An Unexpectedly Expensive Night Out

It started okay: Ruth and went out for tapas, then for cocktails, and then to the cinema to watch the (pretty disappointing) Cowboys & Aliens. So a good start, getting worse. The food was cheap (hooray for vouchers!), the cocktails were reasonably priced (although we did have… a few of them), and the cinema was aided by Orange Wednesdays, so all seemed to be going pretty well, so far, until we came to going home.

Because when we got back to the cycle racks, my bike wasn’t there. By the look of things, somebody cut through my bike lock and had away with it, rendering me bikeless. Suddenly, it became a far more-expensive night out than I’d planned for.

Here's the kind of lock I was using. Turns out that it's insufficient to stop a determined attacker.

They say that you haven’t lived in Oxford until you’ve had your bike stolen[citation needed]. Well: now I have, and I’ve learned an important lesson about the ineffectiveness of moderate-security cable locks like the Kryptonite HardWire (the lock I was using) when up against thieves who are willing to put in the effort to, for example, bring bolt cutters on a night out.

I spoke to a police officer yesterday who’s going to see if any of the nearby CCTV cameras are going to be of any use in finding the bugger.  But in the meantime, I’ve had enough of August. It’s had highlights, like Liz & Simon’s wedding, but mostly it’s been less-than-great.

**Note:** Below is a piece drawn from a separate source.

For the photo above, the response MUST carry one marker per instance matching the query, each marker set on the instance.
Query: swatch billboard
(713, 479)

Wake me up when September begins.



  1. Bummer. :( Have you found out whether there are any more reliable security methods for if/when your bike’s recovered or replaced?

    1. Dan Q Dan Q says:

      Yes. For my next bike, I’ll be using a far heftier reinforced steel D-lock (which took a reviewer sixteen minutes to cut through using bolt cutters and about two minutes using an angle grinder: that’s pretty much a world record among bike locks), coupled with a cable-loop (to ensure that the wheels are all connected to the frame and can’t be removed separately). I’m also going to Datatag the whole thing (a widely-respected tamperproof labelling system using both visible and invisible markers): they’re not getting my next bike!

      I’m busy fighting with the insurance company right now, and for a couple of reasons I’m not sure I’m going to get a great deal, so I may have to buy myself a new bike in addition to whatever they try to palm me off with. I suppose I could always resell what they give to me… Anyway: new bike next week, I hope, along with some spectacular locking systems. They say that thieves will only target bikes whose locks – as a rule of thumb – are worth less than 10%-15% of the value of the bike (any higher, and the additional security of the lock doesn’t make the payoff worthwhile): so I’ll be aiming for a massive 18% or so, I think – and fuck you, thieves.

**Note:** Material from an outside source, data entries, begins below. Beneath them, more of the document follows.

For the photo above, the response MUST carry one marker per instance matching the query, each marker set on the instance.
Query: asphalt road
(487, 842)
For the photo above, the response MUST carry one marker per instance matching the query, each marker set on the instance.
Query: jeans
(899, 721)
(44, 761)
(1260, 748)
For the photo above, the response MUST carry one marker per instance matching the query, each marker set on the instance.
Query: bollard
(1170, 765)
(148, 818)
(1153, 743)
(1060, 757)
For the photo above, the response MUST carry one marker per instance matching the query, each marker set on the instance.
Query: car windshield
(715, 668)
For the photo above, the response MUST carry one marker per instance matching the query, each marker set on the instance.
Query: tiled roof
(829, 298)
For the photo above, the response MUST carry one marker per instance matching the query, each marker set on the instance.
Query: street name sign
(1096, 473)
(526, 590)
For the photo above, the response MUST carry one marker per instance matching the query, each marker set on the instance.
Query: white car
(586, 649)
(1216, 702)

      I’m sort-of glad they nicked my bike this week, though, and not next week: I planned this weekend to replace my rear sprockets (gears), and it would have really stung to have them stolen immediately thereafter! Forever the optimist!

  2. Godzilla Godzilla says:

    Having both had my bike stolen (dispite it being locked up outside my bedroom window whilst I was asleep!) and being notoriously sick of August I’m all for hibernating until september, Lets do it!

  3. liz liz says:

    Sorry to hear about your bike. D-Locks are really good. i’ve got one for my bike.

    I was going to say that you can have our spare bike if you want.

    Alternatively, you may want to look into whether the university have a bike to work scheme, if you haven’t already. Most companies do have the scheme.